Walmart GV shortening is mostly palm oil so when you come down south you can pick some of it up. They are a good source for lard too.

Watching this thread has been an education for me. There are soapers all over the world on this forum!

edit:
GV shortening is moslty palm tallow not oil. My error.


----------



## mymy (Nov 11, 2015)

rosyrobyn : I'm from Asia and it's very easy to get Palm Oil around here but hard to find animal fats.  I would like to try making soap using animal fats if I have them.


----------



## rosyrobyn (Nov 16, 2015)

Lard is easily found at groceries stores here. Weird that palm oil is so hard to find... My next trip across the border I'll be looking for palm.


----------



## golden_seal (Nov 16, 2015)

I buy my OO from my local grocery store and my lard from a manufacturer of fats. I do have to buy the lard by the 45 gallon drum though. Everything else I buy from a local soap supply store.


----------



## mymy (Nov 16, 2015)

rosyrobyn, we are living in a parallel universe  goodluck on your trip. most PO over there are in liquid form? 

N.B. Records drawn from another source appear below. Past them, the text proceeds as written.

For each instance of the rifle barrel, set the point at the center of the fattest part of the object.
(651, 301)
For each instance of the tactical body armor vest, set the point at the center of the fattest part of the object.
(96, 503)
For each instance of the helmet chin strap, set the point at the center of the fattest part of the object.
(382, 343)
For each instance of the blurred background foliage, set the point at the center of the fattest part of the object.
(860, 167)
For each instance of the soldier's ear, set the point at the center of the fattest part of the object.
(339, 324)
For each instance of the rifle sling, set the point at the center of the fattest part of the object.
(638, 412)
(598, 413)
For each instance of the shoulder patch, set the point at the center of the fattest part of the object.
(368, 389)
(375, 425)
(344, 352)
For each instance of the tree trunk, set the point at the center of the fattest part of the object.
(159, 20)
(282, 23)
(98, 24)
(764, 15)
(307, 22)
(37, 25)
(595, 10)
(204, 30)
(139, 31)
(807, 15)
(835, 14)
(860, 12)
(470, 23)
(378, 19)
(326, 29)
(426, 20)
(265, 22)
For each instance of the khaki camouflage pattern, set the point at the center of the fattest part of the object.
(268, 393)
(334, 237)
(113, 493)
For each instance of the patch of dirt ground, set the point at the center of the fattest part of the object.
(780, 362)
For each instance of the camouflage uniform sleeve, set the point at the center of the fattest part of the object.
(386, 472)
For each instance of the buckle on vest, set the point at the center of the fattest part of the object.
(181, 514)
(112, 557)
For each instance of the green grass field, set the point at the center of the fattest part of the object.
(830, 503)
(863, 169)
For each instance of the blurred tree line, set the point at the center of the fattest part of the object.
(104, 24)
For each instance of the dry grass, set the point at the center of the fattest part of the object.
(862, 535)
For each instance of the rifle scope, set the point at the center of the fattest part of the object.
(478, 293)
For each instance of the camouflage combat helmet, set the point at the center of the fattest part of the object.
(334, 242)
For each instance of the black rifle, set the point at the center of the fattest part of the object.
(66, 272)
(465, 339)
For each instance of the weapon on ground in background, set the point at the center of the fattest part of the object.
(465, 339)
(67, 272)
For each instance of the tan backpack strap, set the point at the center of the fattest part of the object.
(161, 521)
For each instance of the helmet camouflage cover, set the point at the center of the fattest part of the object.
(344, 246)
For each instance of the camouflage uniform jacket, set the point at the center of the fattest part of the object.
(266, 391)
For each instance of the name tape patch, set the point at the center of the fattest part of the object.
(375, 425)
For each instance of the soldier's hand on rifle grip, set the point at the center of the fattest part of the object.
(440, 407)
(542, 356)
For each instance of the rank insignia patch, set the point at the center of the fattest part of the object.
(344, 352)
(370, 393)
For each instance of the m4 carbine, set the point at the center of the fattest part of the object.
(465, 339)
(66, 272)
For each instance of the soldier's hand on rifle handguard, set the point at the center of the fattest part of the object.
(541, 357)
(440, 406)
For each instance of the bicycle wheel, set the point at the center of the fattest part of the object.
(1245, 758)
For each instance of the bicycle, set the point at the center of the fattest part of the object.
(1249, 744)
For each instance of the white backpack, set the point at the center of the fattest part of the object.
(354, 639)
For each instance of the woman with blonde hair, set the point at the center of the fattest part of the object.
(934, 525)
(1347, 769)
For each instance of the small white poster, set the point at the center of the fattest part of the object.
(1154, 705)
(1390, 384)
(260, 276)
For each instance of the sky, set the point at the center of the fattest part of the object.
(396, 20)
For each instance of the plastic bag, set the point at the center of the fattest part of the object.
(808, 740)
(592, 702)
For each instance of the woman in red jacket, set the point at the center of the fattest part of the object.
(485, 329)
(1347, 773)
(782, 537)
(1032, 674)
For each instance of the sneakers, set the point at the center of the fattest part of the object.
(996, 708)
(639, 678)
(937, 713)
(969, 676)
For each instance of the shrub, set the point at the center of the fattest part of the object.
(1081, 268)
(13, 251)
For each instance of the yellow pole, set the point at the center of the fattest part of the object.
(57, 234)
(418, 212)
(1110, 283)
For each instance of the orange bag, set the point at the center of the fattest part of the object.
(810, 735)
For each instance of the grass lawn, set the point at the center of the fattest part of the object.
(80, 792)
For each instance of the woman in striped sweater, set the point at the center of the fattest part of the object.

golden_seal, i wish i know where do people get animals fats around here.  I have zero knowledge to render animal fats by myself, I'd make them by myself if I have the expertise. Plus, vegetable shortening is rare too.


----------



## golden_seal (Nov 17, 2015)

Rendering fat is really easy. Basically cut up the fat and put it on the stove until the fats melt out and then you're left with little meat pieces floating around in melted fat. When we had our own pigs my husband loved the meat that was left over to put on his food and jam toast. 

It's not worth it for me to do it myself these days because I only pay 75 cents a pound for my lard. I also don't have my own pigs anymore.


----------



## mymy (Nov 17, 2015)

now you make me want to try! haha.   been reading that lots of soapers enjoy their lard soap.  grrrr the temptation is too high now.


----------